South African Rand ‘Overacted’ to SARB Nationalisation News say RMB

South African Rand exchange rate

The Rand is the easily the worst-performing major currency in the month-to-date and week-to-date periods with the latest bout of weakness coming on increased political interference in the country’s central bank.

The Public Prosecutor made a bid to change the fundamental mandate of the South African Reserve Bank from targeting inflation to targeting growth.

This move has been resoundingly quashed, but the Public Prosector Busisiwe Mkhwebane still reckons she has a case and has taken legal steps to pursue her aims.

However it is plans by the ruling ANC to nationalise the central bank that has shaken investors.

The Pound to Rand exchange rate is 2.13% lower week-to-date at 17.48, the Dollar to Rand rate is 2.6% lower at 14.30 and the Euro to Rand rate 2.62% lower at 15.39.

But, this sell-off might be something of an over-reaction we are told.

“We reiterate our view that the rand overreacted to the SARB nationalisation news,” says John Cairns, an analyst with Rand Merchant Bank. “It is understandable that the proposal to nationalise the SARB has created some nervousness but there is no reason to panic.”

Cairns cites two reasons why investors have no reason to panic, yet:

1) “The elective conference in December would have to approve the proposal for it to become party policy.”

2) “Nationalisation per se would make no difference. As the SARB has made clear, private-sector owners have no bearing on policy; and as various ANC heavyweights have made clear, the independence of the SARB is a separate issue and enshrined in the constitution.”

Cairns suspects that the push to nationalise the SARB is an ideological quest by politicians with an aversion to private ownership, in general, and in such a major institution in particular.

However investors are wary that the central bank could become a new flashpoint for risk when it comes to South African.

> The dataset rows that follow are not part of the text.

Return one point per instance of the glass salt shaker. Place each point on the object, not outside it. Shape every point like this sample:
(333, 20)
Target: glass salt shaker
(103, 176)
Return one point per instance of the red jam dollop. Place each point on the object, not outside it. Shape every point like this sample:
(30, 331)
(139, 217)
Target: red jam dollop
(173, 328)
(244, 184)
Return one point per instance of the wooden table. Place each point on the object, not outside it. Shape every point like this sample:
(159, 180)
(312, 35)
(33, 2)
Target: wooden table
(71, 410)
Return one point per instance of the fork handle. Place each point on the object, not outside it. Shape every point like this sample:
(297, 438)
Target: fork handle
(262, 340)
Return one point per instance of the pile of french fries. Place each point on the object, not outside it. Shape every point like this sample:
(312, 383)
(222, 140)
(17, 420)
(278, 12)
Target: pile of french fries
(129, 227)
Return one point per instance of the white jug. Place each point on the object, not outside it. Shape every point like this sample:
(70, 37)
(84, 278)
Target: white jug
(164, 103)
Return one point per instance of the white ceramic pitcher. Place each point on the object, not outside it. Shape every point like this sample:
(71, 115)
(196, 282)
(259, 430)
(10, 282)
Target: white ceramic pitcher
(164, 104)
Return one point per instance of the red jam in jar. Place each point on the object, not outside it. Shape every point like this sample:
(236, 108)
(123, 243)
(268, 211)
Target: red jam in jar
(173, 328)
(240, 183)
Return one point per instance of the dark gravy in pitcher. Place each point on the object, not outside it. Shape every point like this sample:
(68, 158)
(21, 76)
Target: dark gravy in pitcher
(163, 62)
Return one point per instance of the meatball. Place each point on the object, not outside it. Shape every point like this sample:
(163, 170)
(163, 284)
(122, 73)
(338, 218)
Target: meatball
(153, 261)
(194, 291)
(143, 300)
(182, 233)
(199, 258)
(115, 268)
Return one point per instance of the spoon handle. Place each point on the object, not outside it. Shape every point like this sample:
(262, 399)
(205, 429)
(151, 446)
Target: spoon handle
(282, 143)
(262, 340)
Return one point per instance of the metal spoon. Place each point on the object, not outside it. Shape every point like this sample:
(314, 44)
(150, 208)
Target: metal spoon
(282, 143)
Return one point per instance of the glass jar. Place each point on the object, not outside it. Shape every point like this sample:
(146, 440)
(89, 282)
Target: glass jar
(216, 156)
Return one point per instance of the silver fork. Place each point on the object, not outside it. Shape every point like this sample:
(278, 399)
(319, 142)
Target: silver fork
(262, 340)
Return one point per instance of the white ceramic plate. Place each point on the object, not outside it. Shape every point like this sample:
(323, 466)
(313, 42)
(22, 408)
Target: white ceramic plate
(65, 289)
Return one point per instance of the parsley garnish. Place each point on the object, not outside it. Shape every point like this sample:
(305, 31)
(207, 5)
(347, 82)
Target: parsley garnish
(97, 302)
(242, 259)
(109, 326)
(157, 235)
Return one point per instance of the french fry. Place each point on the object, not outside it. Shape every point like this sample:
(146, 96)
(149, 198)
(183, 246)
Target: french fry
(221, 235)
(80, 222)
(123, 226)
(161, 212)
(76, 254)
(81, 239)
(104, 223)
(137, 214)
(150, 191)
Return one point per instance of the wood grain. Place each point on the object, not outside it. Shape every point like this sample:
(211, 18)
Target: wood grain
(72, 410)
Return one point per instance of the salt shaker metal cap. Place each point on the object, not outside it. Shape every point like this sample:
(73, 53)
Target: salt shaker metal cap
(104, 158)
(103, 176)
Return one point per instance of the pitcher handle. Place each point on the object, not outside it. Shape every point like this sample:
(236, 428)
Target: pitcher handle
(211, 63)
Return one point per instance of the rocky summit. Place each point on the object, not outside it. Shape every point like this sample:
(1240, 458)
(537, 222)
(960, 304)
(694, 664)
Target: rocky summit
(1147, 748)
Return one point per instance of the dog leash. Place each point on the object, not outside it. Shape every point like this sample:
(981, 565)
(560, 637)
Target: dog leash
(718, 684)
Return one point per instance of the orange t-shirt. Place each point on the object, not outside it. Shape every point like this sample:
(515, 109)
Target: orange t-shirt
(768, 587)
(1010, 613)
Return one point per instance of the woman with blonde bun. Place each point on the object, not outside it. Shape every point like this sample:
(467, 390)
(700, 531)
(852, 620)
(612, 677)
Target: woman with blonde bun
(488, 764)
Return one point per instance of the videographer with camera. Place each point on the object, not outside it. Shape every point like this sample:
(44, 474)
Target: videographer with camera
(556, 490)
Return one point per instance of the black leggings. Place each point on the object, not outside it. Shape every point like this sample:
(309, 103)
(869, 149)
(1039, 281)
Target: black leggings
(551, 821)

“It does not take much to think that the real underlying motive of the radicals is to actually change the SARB’s mandate. The proposal to do exactly this was soundly defeated but the nationalisation agreement shows that there had to be some give and take and that the battle for the SARB is far from finished,” says Cairns.

All eyes now turn to the ANC National Conference in December where a host of investor-sensitive policies will be debated, rejected or adopted.

Taking land without compensation will be a hot topic, and now it appears that investors have the future of the SARB to add to the at-risk list.